Me levanté, exasperada.
– Creo que te equivocas -le dije-. Me parece que la gente no conoce el tema lo suficiente. Ni siquiera Christophe sabe mucho sobre ello, y eso que es francés.
Bertrand resopló.
– ¡Pero es que Christophe apenas sabe leer! Las únicas palabras que entiende son «Gucci» y «Prada».
Salí del salón sin decir nada y fui a prepararme un baño. ¿Por qué no le había dicho que se fuera al infierno? ¿Por qué le aguantaba esas cosas una y otra vez? Porque estás loca por él, ¿verdad? Estás loca por él desde que le conociste, a pesar de que es un dictador, un grosero y un egoísta. Es listo, es guapo, puede ser divertido y además es un amante excelente, ¿verdad? Recuerdos de noches sensuales que nunca acababan, de besos y caricias, de sábanas arrugadas, de su hermoso cuerpo, de su boca cálida y su sonrisa traviesa. Bertrand: tan encantador, tan irresistible, tan difícil. Por eso le consientes su actitud. ¿A que sí? Pero ¿hasta cuándo vas a aguantar? Recordé una conversación reciente con Isabelle. Julia, ¿no estarás aguantándole todo eso a Bertrand porque te da miedo perderlo? Estábamos sentadas en un pequeño café junto a la Salle Pleyel, mientras nuestras hijas hacían ballet. Isabelle había encendido su enésimo cigarrillo y me miró directa a los ojos. «No -le dije-. Le quiero. Le quiero de verdad. Me encanta cómo es». Ella silbó, impresionada, aunque irónica. «Vaya, qué suerte tiene -respondió-, pero, por el amor de Dios, cuando se pase contigo, díselo. Tú sólo díselo».
Mientras me bañaba recordé la primera vez que vi a Bertrand. Fue en una pintoresca discoteca de Courchevel a la que había acudido con un grupo de amigos ruidosos y un tanto achispados. Yo estaba con el que era mi novio entonces, Henry, a quien había conocido un par de meses atrás en el canal de televisión donde trabajaba. Teníamos una relación informal y sin complicaciones. Ninguno de los dos estaba demasiado enamorado del otro. Éramos dos colegas americanos que lo pasaban en grande en Francia.
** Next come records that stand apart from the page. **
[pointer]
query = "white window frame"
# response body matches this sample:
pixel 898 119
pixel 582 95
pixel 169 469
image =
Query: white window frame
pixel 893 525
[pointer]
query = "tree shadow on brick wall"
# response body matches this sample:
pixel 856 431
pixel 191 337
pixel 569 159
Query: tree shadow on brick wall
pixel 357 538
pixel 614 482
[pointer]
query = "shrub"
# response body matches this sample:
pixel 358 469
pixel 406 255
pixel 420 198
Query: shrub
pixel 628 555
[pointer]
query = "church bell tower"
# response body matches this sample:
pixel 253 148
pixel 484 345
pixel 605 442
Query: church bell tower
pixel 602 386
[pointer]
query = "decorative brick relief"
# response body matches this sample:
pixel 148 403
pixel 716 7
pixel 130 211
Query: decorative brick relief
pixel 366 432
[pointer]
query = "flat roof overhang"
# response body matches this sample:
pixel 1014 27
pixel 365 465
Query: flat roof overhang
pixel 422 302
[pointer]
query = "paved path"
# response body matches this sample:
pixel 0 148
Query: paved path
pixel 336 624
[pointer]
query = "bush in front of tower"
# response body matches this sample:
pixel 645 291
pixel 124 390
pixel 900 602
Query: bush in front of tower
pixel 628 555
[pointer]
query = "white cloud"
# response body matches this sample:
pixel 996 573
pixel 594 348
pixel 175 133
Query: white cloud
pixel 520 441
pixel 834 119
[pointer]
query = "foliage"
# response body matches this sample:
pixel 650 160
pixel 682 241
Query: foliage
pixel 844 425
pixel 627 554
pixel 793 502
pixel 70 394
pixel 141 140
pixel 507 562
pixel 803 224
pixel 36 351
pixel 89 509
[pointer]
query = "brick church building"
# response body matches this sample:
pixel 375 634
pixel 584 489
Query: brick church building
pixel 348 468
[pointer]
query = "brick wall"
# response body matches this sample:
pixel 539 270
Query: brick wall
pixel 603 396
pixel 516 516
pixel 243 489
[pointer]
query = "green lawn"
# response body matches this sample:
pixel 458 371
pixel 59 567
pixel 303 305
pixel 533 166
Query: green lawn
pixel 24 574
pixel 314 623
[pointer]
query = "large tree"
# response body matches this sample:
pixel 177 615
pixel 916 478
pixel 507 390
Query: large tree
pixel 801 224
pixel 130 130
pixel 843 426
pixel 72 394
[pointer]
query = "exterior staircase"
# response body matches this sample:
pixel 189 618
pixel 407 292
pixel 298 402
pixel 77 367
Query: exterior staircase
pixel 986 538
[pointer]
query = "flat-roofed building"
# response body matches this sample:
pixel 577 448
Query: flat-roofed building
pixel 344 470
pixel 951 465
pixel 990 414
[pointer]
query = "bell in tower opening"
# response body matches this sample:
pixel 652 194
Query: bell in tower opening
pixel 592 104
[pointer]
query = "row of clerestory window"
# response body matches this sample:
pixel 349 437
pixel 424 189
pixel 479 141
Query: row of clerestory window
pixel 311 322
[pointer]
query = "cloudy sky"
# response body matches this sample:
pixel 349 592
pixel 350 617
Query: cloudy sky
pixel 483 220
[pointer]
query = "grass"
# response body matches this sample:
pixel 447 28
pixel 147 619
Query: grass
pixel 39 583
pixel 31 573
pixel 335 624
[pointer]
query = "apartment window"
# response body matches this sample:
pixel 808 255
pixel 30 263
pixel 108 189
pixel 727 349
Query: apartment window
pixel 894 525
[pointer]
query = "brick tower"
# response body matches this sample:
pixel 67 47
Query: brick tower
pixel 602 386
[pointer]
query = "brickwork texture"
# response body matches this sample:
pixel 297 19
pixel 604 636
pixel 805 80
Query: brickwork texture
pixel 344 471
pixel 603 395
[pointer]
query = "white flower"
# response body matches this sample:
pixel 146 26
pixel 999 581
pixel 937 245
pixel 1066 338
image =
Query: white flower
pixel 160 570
Bertrand me pidió que bailara con él, sin que pareciera importarle el hecho de que estuviera con otro hombre. Yo me negué, ofendida. Fue muy insistente: «Sólo un baile, señorita. Sólo uno. Pero será un baile maravilloso, se lo prometo». Me quedé mirando a Henry, y Henry se encogió de hombros. «Adelante», me dijo guiñándome un ojo. Así que me levanté y bailé con aquel francés tan audaz.